No es un secreto para algunos investigadores que debajo de las pirámides o dentro de ellas existen ciertas cuevas herméticas, que solamente los altos iniciados antiguos podían penetrar, como la que existe debajo de la colosal pirámide del Sol en Teotihuacan. Estas cavernas subterráneas estaban hechas en base a la tradición Toltekatl de Aztlan, donde se nos enseña que la humanidad devine del Chicomoztoc, las 7 cuevas celestes. Por eso existían unas palabras muy populares entre los pueblos de Anahuak;

Ye amo ki ihtoa mexihka aya ¿ken inelwayo? Ye kimati

in ilhuikatl in kanin tlahto ipalnemohuani

Ya no dice el Mexica ¿de donde vengo? El lo sabe; del cielo, en donde es la palabra

de aquel por quien se vive.

En estas cavernas subterráneas, los iniciados se enfrentaban a las pruebas más difíciles y a las disciplinas más rigurosas, en la mayoría de los casos, desencarnaban, por eso los arqueólogos han encontrado allí restos humanos. Estas cuevas era reservada solo a sacerdotes o guerreros con serpientes, es decir; iniciados de misterios mayores.

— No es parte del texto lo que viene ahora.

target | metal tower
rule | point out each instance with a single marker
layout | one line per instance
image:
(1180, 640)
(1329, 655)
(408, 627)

Las antiguas tradiciones nahuas nos dicen que la gran Tenochtitlan fue creada bajo la regencia y guiatura del divino Hitzilopochtli. Kuaukoatl recibió en los mundos internos las señales que debería encontrar para la fundación de la ciudad sagrada, donde se establecería el imperio Tenochka.

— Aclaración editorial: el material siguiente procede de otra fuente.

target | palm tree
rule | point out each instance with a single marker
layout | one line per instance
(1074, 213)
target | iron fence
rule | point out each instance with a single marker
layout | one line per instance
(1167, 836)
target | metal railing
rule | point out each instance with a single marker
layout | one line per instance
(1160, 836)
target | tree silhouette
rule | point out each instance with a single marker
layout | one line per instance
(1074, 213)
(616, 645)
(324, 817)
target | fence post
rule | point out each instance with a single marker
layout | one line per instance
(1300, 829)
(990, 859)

Justo allí, donde la serpiente es devorada por el águila, sobre el nopal que arraigado en la piedra flota sobre las aguas. Este petroglifo arcaico designa toda la esencia gnóstica de los pueblos de Aztlan, que hicieron un largo recorrido en búsqueda del lugar donde Huitzilopochtli había ordenado crear la gran ciudad, el mundo Aztekatl.

Nos enseña el V.M. Samael Aun Weor en su gloriosa obra “La Doctrina

Sereta de Anahuac” lo siguiente;

“El águila triunfante posada sobre el nopal, devorando una serpiente, el escudo de

armas de los Estados Unidos Mexicanos, no es más que la traducción fiel del glifo arcaico que otrora designara a la gran Tenochtitlán.

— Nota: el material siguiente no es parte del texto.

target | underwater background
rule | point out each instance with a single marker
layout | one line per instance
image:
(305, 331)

Aun en la cima de la gloria, los antiguos mexicanos nunca olvidaron que su metrópolis, imponente y maravillosa, había sido establecida en los pantanos por una tribu humilde y subestimada. Cierta leyenda muy antigua, que se pierde en la noche de los siglos, refiere cómo los ancianos descubrieron con gran asombro "intollihtic inacaihti" “dentro del tutelar, dentro del carrizal”, a ciertos vegetales y criaturas animales que el Dios Huitzilopochtli les había anunciado: el sauce blanco, la rana color de esmeralda y el pez blanco, etc.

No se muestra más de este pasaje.